1. Technical Field
The subject invention relates to a heat treating assembly and a method for altering a defined area of a substrate with laser energy.
2. Related Art
Various heat treating assemblies are known to those skilled in the art that employ lasers and that use laser energy to treat a substrate. One drawback of treating the substrate with the laser is that once the laser emits the laser energy as a beam, it is difficult to restrict the energy to an area of treatment. The laser energy once absorbed by the substrate has a tendency to be conducted by the material of the substrate to regions beyond the areas directly exposed to the laser energy. This conduction makes it difficult it to precisely control the area of treatment. Known laser treatment systems also employ a relatively narrow beam of light in relation to the area to be treated in an effort to control the application of the laser energy to the desired area. Such a thin beam approach commonly requires that multiple passes (known as rastering) be made in a pattern scanning the area from side to side in lines from top to bottom. This approach is complex and costly, especially when there are multiple areas to be scanned and still does not avoid the problems associated with the controlling of the conduction of the laser energy beyond the intended target area near the boundaries.
Cross-sectional views of substrates 10, 12 that have been treated in accordance with the prior art methods are illustrated in FIGS. 1 and 2. The substrates 10, 12, after being treated with the laser, were sectioned and mounted for viewing to observe the alteration of the substrates 10, 12. Each of the substrates 10, 12 include a horizontal surface 14 and a vertical surface 16. The substrates 10, 12 were treated to harden the horizontal surface 14 while the vertical surface 16 was not to be hardened. The laser energy was focused on the horizontal surface 14, but once the substrates 10, 12 absorbed the laser energy, the heat generated was conducted from the horizontal surface 14 to the vertical surface 16. The conduction of the heat energy results in the vertical surface 16 being hardened, which may be detrimental to the usefulness of the substrates 10, 12. As shown in FIGS. 1 and 2, the treated area slopes downwardly from the horizontal surface 14 toward the vertical surface 16.
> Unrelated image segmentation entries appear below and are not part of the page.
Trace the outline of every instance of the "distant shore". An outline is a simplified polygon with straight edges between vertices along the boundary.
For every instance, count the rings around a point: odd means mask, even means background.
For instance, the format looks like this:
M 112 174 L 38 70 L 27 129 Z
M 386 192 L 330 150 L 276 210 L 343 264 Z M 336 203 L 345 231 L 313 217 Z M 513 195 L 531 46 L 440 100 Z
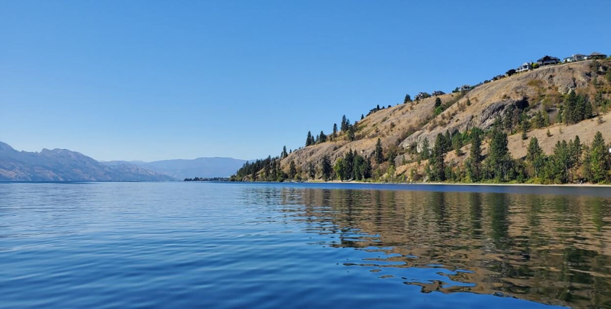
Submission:
M 528 186 L 528 187 L 611 187 L 611 184 L 595 184 L 591 183 L 565 183 L 562 184 L 540 184 L 536 183 L 367 183 L 365 181 L 356 181 L 349 180 L 342 181 L 340 180 L 331 180 L 328 181 L 303 181 L 307 183 L 359 183 L 367 184 L 426 184 L 426 185 L 444 185 L 444 186 Z

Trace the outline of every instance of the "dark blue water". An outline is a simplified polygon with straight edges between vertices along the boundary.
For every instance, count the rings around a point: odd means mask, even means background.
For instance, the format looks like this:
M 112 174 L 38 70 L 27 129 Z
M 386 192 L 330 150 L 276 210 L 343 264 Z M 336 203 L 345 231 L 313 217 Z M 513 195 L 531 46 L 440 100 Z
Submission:
M 0 307 L 610 307 L 610 196 L 2 183 Z

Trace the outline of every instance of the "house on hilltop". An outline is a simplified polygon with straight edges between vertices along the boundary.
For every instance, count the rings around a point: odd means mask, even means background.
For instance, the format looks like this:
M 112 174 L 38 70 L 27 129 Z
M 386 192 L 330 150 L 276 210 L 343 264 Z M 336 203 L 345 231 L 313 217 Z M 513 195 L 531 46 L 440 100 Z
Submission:
M 587 59 L 588 60 L 590 60 L 590 59 L 605 59 L 606 57 L 607 57 L 607 55 L 606 55 L 604 54 L 601 54 L 600 53 L 596 53 L 596 51 L 595 51 L 594 53 L 592 53 L 591 54 L 590 54 L 590 56 L 587 56 L 585 57 L 585 59 Z
M 524 72 L 524 71 L 528 71 L 533 68 L 532 62 L 530 64 L 528 62 L 524 62 L 522 64 L 522 65 L 516 68 L 516 73 Z
M 539 65 L 550 65 L 552 64 L 556 64 L 560 63 L 560 59 L 555 57 L 552 57 L 551 56 L 545 55 L 543 58 L 536 60 L 536 63 L 539 64 Z
M 567 62 L 574 62 L 576 61 L 581 61 L 582 60 L 585 60 L 585 55 L 582 55 L 581 54 L 575 54 L 571 57 L 567 57 L 562 59 L 563 63 Z
M 426 98 L 430 98 L 430 97 L 431 95 L 427 93 L 426 92 L 419 92 L 418 94 L 414 97 L 414 99 L 415 100 L 419 100 L 422 99 L 426 99 Z

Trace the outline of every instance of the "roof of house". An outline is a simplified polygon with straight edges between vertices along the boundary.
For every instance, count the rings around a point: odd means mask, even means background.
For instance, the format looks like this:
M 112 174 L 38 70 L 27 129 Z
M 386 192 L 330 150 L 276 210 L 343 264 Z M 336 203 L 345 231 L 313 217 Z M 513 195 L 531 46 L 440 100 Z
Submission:
M 552 57 L 551 56 L 545 55 L 543 58 L 538 60 L 537 61 L 545 61 L 546 60 L 560 60 L 559 58 L 555 57 Z

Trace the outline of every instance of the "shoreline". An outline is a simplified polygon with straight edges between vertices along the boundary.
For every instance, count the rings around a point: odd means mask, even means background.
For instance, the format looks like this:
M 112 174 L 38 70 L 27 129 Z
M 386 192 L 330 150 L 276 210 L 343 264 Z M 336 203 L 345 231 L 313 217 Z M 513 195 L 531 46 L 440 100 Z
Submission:
M 327 181 L 302 181 L 304 183 L 334 183 L 334 184 L 423 184 L 429 186 L 516 186 L 516 187 L 611 187 L 611 184 L 596 184 L 591 183 L 576 184 L 565 183 L 562 184 L 541 184 L 536 183 L 367 183 L 349 180 L 342 181 L 340 180 L 331 180 Z

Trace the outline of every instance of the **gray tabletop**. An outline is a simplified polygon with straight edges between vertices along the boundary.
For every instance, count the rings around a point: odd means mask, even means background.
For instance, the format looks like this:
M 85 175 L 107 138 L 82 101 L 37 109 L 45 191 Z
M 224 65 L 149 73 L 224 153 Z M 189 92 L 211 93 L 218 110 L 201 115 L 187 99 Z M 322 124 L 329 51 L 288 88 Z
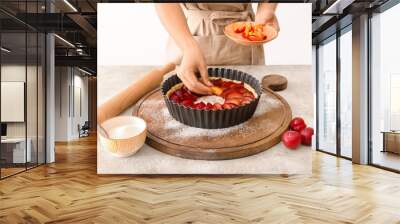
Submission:
M 128 87 L 155 66 L 99 66 L 98 105 Z M 245 71 L 259 79 L 276 73 L 288 79 L 288 88 L 279 92 L 292 108 L 293 117 L 301 116 L 313 126 L 313 83 L 311 66 L 224 66 Z M 123 114 L 132 114 L 132 108 Z M 282 143 L 259 154 L 222 161 L 190 160 L 170 156 L 145 145 L 127 158 L 112 156 L 100 144 L 97 147 L 99 174 L 296 174 L 311 173 L 311 147 L 289 150 Z

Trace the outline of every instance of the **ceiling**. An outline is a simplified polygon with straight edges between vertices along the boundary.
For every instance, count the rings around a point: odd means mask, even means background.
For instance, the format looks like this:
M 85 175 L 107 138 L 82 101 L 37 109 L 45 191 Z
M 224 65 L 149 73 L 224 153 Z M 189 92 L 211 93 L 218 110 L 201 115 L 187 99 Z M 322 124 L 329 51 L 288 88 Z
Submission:
M 269 2 L 312 3 L 313 42 L 337 29 L 337 21 L 351 23 L 351 17 L 373 9 L 387 0 L 270 0 Z M 0 22 L 3 32 L 25 28 L 55 32 L 56 64 L 86 66 L 96 70 L 97 3 L 149 2 L 117 0 L 1 0 Z M 50 13 L 51 12 L 51 13 Z M 341 22 L 342 26 L 346 22 Z M 17 35 L 17 34 L 16 34 Z M 8 37 L 7 37 L 8 38 Z M 10 37 L 12 38 L 12 37 Z M 17 41 L 19 38 L 15 38 Z

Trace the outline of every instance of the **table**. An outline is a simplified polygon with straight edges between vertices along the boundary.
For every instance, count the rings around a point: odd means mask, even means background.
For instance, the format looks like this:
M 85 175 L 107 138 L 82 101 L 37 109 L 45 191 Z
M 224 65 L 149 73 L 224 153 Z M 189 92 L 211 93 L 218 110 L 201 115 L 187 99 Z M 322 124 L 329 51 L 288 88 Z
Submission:
M 98 66 L 98 106 L 128 87 L 142 74 L 155 66 Z M 261 79 L 270 73 L 288 78 L 288 88 L 279 92 L 290 104 L 293 117 L 302 116 L 313 126 L 313 82 L 311 66 L 224 66 L 245 71 Z M 132 108 L 124 115 L 131 115 Z M 97 145 L 97 172 L 99 174 L 297 174 L 311 173 L 311 148 L 301 146 L 289 150 L 282 143 L 245 158 L 204 161 L 170 156 L 144 145 L 138 153 L 127 158 L 112 156 Z

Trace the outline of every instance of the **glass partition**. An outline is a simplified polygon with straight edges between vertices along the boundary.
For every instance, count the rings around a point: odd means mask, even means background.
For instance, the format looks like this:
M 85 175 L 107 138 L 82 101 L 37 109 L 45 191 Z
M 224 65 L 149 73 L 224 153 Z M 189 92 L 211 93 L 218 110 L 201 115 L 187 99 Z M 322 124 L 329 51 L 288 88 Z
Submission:
M 352 35 L 347 27 L 340 38 L 340 155 L 352 157 Z
M 25 32 L 1 34 L 2 177 L 26 170 L 31 162 L 26 141 L 26 41 Z
M 400 171 L 400 4 L 373 15 L 370 136 L 371 162 Z
M 336 154 L 336 36 L 318 47 L 318 149 Z
M 42 10 L 38 2 L 26 7 L 21 1 L 19 9 L 36 13 Z M 2 12 L 0 19 L 18 24 L 9 30 L 0 22 L 0 178 L 5 178 L 45 163 L 46 39 Z

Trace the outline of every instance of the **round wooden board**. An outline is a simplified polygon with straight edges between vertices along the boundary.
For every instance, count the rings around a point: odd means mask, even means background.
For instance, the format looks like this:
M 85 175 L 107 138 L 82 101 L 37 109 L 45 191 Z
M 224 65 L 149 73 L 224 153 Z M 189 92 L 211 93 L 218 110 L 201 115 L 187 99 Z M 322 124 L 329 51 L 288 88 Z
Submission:
M 144 96 L 133 115 L 147 122 L 146 143 L 182 158 L 224 160 L 254 155 L 280 142 L 292 119 L 289 104 L 271 90 L 264 90 L 253 117 L 224 129 L 186 126 L 171 117 L 160 89 Z

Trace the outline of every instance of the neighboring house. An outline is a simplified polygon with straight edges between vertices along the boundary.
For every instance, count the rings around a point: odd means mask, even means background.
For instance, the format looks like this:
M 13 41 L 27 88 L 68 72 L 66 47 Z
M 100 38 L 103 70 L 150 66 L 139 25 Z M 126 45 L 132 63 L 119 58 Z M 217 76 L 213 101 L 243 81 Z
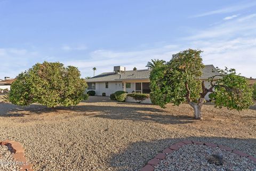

The substrate 10 in FIG. 1 may be, for example, a steel piston and the horizontal surface 14 to be hardened may be a groove on the steel piston. The vertical surface 16 of the steel piston, if repeatedly stressed, may be prone to fatigue and possible failure as a result of being heat treated and hardened from the conduction of heat beyond the desired area. Prior art FIG. 2 illustrates another example in which an iron scraper ring is provided as the substrate 12 having the horizontal surface 14 to be treated. Again, the heat energy has been conducted from the horizontal surface 14 to the vertical surface 16 and the vertical surface 16 has been detrimentally hardened. For the same reasons stated above, it is disadvantageous to have the vertical surface 16 hardened.
Yet another disadvantage of the related art methods and assemblies is that the substrate has a tendency to be distorted after it has been treated. The surface areas of the substrate have stresses such that treatment of the areas increases the stresses and the substrate can become distorted. As an example, a piston ring has stresses as a result of the shape of the piston ring. When the piston ring is treated with the related art methods and assemblies, the piston ring has a tendency to bend and become distorted.